Potremo poi sperare in una conversione in acquisti dei risparmi destinati alle ferie, complice il fatto che – probabilmente – non faremo le vacanze con la “V” maiuscola nel 2020. Avremo una buona stagione del clima fisso e portatile e ci sarà un buon riscontro di vendite per quanto riguarda il trattamento dell’aria e dell’acqua. Questi saranno solo alcuni dei comparti in crescita da curare bene durante la cosiddetta “Fase 2”.

Infine, abbiamo verificato che l’e-commerce non si è rivelato quell’asso pigliatutto che tanto temevamo. L’on-line ha visto crescere immediatamente i volumi, portandosi a livelli che ci saremmo aspettati solo tra una decina di anni, ma non ha soppiantato il negozio fisico. Ora si tratta di costruire un nuovo inizio.

La narrazione delle vendite dovrà cambiare però, non possiamo pensare che si torni alle campagne promozionali urlate e ai prezzi strillati a ritmo da catena di montaggio. I volumi si ridurranno (si sono ridotti) e non si potrà sperare di riportarli ai livelli della “normalità” nel breve periodo. Che poi – diciamocelo - non c’era più nulla di normale nel nostro retail, era rimasto ben poco di sano.

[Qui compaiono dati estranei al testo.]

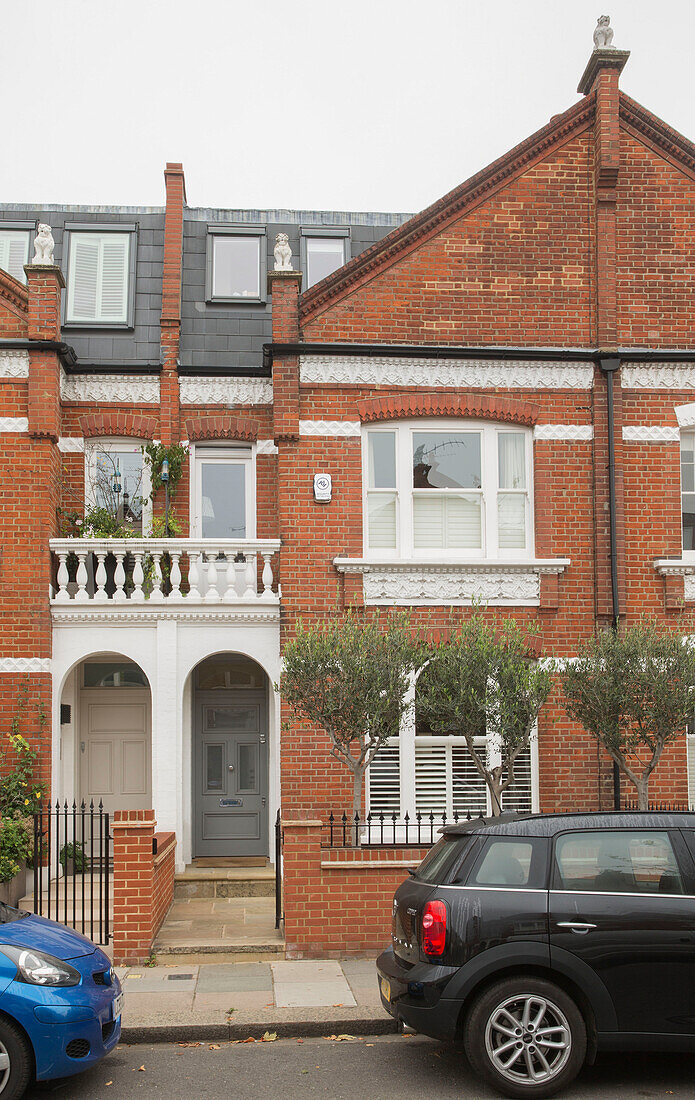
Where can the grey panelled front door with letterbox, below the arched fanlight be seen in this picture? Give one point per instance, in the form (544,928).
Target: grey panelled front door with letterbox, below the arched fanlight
(231,774)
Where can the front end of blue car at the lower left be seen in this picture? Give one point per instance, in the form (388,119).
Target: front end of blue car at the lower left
(60,1003)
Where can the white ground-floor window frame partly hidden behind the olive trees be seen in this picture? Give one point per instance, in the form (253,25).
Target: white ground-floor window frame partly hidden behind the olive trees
(407,743)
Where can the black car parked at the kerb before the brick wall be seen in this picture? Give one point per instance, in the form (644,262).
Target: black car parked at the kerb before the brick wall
(542,940)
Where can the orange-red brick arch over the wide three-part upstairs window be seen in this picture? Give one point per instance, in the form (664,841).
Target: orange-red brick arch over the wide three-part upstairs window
(442,404)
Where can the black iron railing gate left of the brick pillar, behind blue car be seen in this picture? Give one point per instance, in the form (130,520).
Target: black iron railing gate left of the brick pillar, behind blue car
(73,868)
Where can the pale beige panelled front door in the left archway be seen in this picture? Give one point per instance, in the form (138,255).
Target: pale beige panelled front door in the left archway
(115,749)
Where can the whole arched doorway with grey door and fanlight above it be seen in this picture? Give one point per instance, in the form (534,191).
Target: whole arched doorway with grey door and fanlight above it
(230,758)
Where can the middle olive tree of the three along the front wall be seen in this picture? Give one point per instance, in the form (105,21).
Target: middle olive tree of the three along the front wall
(483,681)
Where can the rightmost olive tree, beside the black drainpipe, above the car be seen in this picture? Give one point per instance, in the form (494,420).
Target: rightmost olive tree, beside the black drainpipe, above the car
(634,691)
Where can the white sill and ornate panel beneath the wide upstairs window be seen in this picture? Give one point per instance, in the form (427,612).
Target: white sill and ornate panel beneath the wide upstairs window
(409,584)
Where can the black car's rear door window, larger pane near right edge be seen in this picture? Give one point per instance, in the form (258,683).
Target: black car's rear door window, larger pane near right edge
(617,862)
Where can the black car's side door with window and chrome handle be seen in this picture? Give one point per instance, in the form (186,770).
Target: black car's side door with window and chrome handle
(623,904)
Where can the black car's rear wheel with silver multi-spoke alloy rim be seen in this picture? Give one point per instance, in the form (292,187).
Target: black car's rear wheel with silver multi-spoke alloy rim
(526,1037)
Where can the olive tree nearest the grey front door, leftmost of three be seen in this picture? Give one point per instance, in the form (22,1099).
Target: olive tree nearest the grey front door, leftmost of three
(350,677)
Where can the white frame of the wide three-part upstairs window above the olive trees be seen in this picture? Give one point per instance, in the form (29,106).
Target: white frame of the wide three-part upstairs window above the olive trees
(490,433)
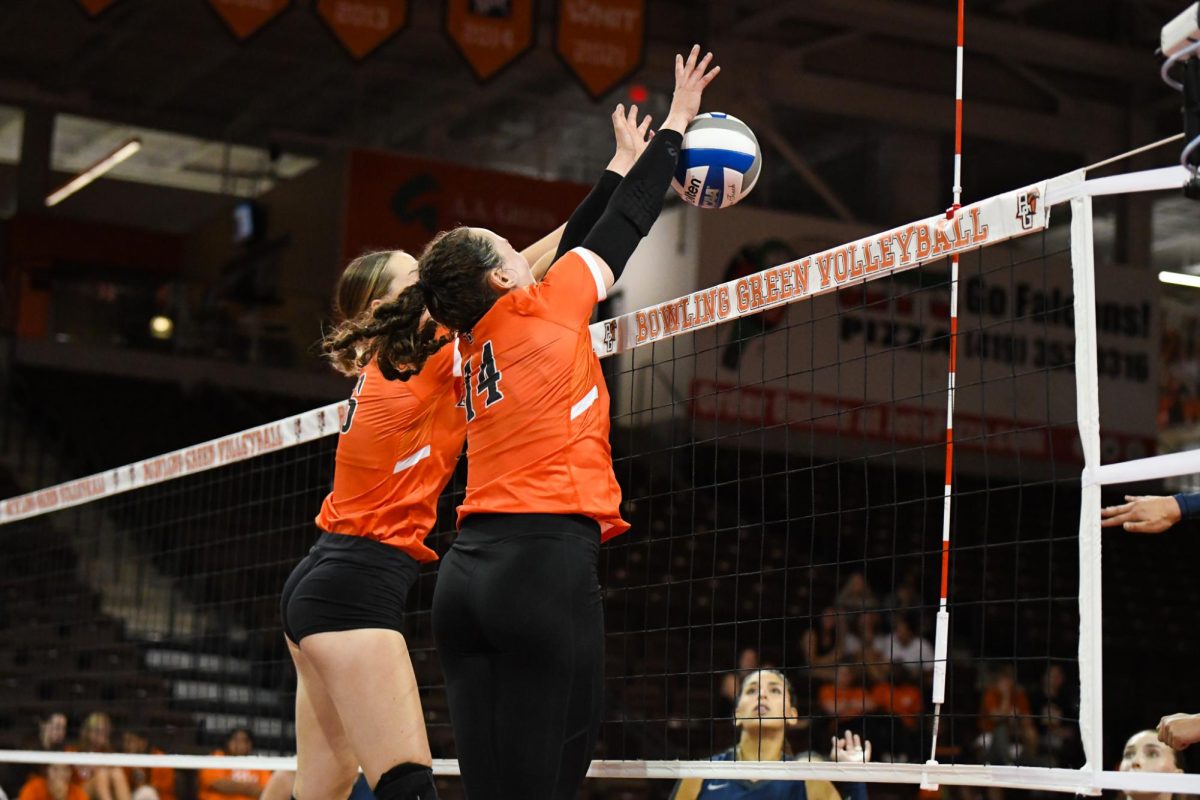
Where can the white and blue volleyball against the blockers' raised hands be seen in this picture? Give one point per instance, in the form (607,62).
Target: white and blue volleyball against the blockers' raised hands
(719,164)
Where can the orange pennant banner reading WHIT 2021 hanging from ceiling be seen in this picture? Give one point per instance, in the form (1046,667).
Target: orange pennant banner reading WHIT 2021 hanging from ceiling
(602,44)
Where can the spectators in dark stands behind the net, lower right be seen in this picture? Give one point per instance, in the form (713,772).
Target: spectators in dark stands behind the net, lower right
(869,665)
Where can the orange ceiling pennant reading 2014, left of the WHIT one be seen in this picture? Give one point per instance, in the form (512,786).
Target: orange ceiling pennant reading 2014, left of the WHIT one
(490,34)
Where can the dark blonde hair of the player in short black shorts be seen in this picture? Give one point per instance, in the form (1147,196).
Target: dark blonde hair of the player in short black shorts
(363,281)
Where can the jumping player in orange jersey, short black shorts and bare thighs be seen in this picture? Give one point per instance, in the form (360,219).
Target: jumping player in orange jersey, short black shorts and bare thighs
(357,695)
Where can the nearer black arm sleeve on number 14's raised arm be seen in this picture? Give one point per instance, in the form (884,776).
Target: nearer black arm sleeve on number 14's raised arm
(635,204)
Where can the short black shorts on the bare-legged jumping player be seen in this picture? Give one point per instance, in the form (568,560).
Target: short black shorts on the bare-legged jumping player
(347,584)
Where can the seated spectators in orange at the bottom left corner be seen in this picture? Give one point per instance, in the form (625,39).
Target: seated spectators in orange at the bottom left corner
(87,783)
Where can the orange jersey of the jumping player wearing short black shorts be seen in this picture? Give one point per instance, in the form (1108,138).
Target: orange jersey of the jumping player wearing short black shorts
(399,447)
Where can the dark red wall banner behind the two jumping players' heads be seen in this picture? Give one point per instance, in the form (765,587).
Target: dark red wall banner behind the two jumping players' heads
(400,203)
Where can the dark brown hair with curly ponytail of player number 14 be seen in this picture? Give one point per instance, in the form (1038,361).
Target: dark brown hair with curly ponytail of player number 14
(453,287)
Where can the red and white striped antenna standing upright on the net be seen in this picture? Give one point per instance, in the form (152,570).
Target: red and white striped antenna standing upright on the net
(943,631)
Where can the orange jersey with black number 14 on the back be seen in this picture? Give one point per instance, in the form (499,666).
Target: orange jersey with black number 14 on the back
(538,406)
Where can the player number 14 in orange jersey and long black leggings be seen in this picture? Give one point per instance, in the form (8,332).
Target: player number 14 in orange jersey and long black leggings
(518,613)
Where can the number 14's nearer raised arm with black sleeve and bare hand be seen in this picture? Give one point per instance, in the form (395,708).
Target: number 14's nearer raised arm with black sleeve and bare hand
(638,202)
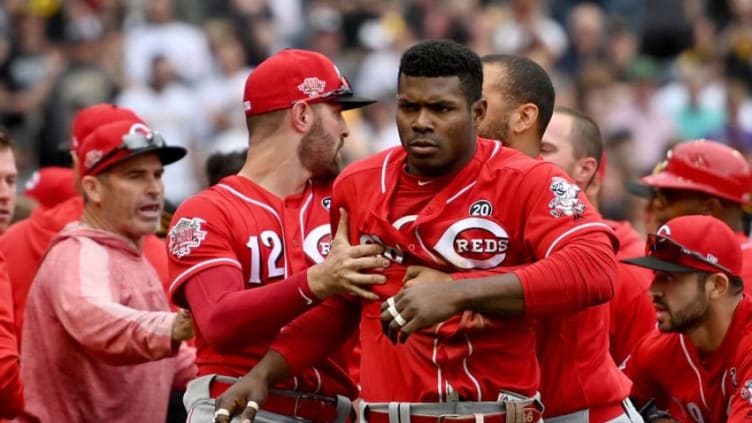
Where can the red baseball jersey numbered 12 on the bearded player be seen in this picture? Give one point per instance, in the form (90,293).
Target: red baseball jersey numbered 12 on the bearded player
(237,223)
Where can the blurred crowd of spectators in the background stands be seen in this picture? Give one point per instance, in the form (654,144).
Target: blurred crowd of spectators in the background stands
(652,74)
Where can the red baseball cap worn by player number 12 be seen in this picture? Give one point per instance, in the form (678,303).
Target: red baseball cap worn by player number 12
(293,75)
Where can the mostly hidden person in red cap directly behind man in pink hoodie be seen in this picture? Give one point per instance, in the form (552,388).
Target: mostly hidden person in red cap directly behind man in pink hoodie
(24,243)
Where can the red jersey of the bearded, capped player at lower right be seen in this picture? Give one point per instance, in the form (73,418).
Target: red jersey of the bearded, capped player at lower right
(693,387)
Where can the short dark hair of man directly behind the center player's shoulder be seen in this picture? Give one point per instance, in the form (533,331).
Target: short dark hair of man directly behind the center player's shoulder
(525,81)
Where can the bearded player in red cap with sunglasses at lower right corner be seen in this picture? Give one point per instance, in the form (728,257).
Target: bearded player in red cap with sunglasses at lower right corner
(698,367)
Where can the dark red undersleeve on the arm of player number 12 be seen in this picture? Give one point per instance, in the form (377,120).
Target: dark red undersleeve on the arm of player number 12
(229,316)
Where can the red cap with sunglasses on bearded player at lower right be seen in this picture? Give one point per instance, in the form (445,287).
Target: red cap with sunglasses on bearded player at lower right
(693,243)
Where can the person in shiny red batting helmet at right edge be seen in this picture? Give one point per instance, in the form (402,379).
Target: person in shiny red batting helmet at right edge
(704,177)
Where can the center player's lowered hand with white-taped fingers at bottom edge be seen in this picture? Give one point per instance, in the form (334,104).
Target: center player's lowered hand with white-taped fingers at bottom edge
(244,397)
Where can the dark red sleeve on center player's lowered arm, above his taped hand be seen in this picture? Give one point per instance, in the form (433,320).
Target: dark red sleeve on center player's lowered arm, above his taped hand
(321,330)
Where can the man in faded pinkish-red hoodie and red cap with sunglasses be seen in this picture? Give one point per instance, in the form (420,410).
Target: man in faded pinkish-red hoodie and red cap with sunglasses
(98,324)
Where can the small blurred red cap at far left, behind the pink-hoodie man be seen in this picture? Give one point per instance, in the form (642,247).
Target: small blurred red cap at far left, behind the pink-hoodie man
(51,185)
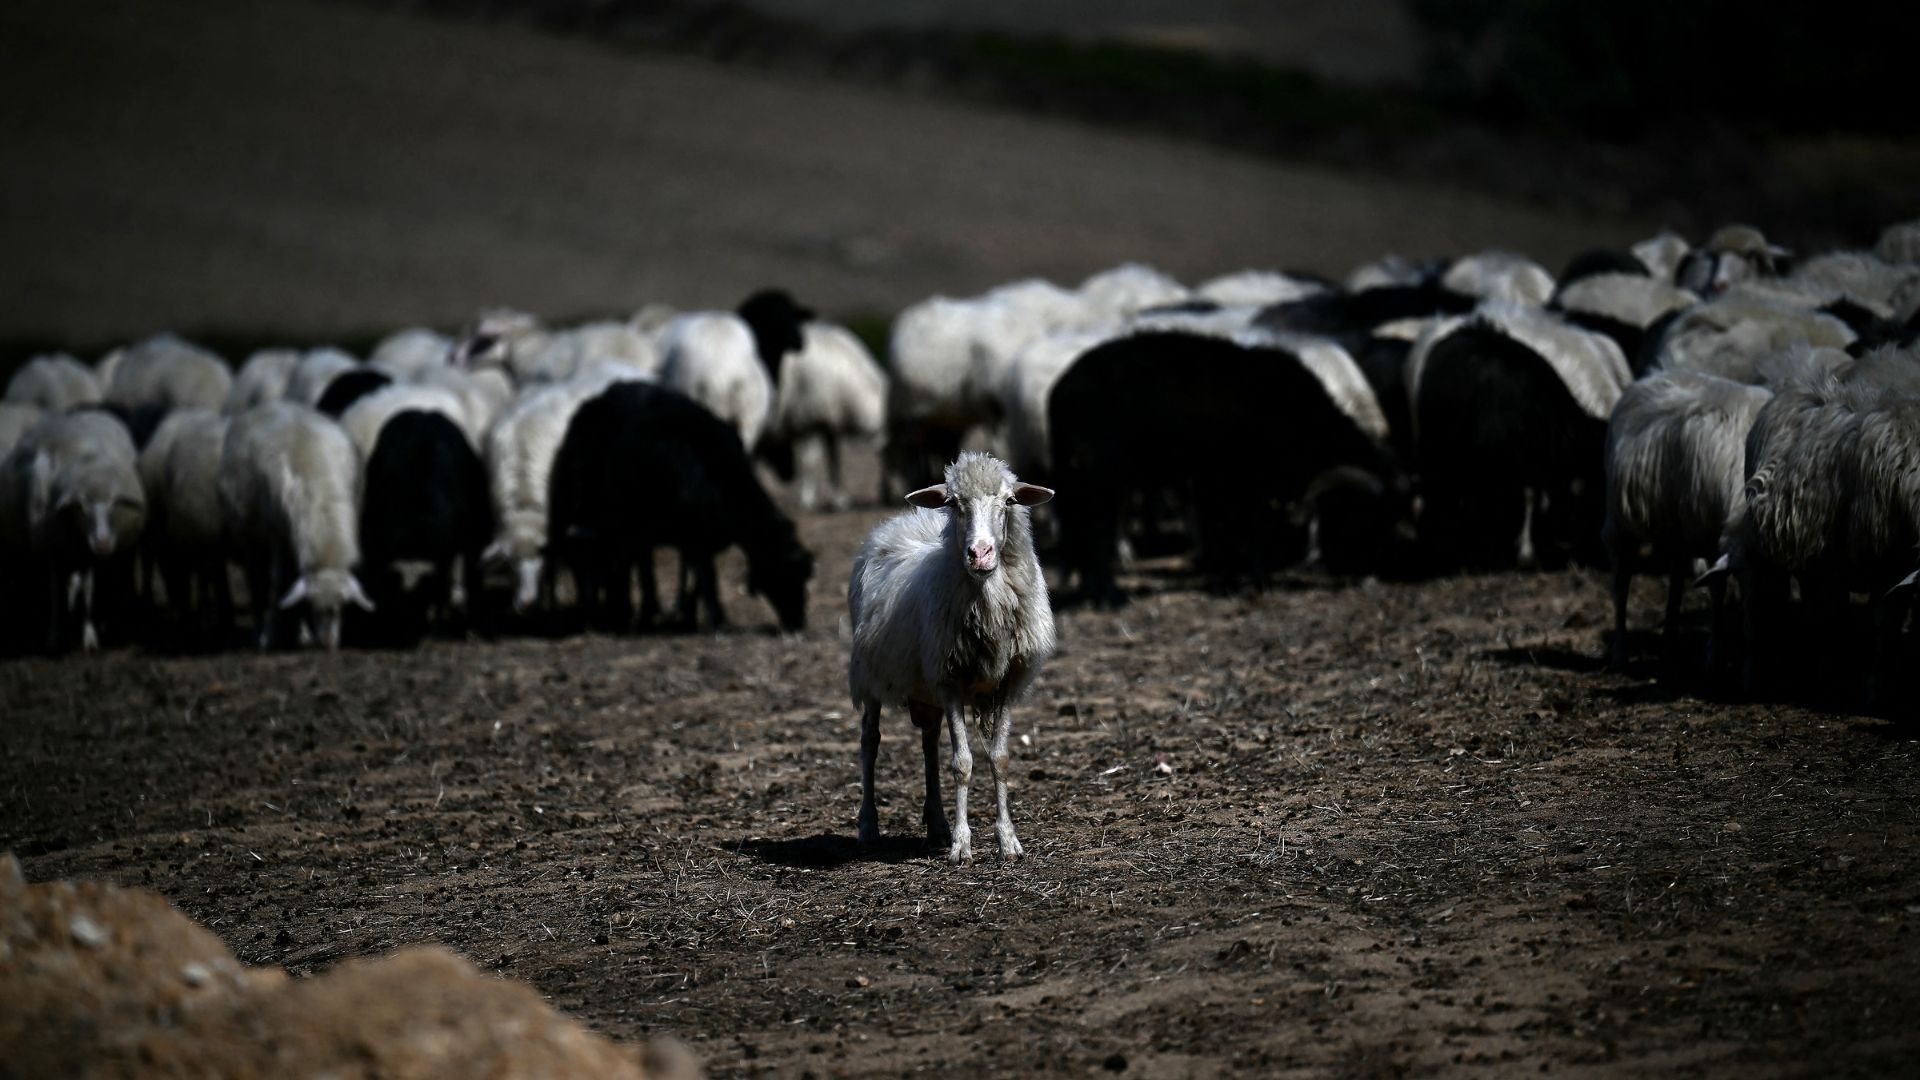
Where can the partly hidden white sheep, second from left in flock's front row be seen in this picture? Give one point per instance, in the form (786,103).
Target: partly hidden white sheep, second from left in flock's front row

In un mondo nel quale non vince più chi fa la voce grossa, ma chi interpreta meglio il labiale del cliente nascosto dietro la mascherina, si dovranno fare i conti con il servizio offerto. Chi saprà conquistarsi meglio (e nuovamente) la fiducia del consumatore sarà quello che potrà adattarsi meglio alla sopravvivenza. E per fare questo si ha bisogno della cieca dedizione dei propri collaboratori alle vendite. Perché i dati che abbiamo raccolto ci fanno sperare che, anche se non saranno rose e fiori, non saremo nemmeno sepolti dalla montagna di fertilizzante organico di cui parlano ogni giorno i telegiornali. Ma se torneremo a vedere fatturati (e utili) decenti sarà merito di chi è stato con noi a lavorare in negozio durante la tempesta, e ha tenuto duro. (g.m.)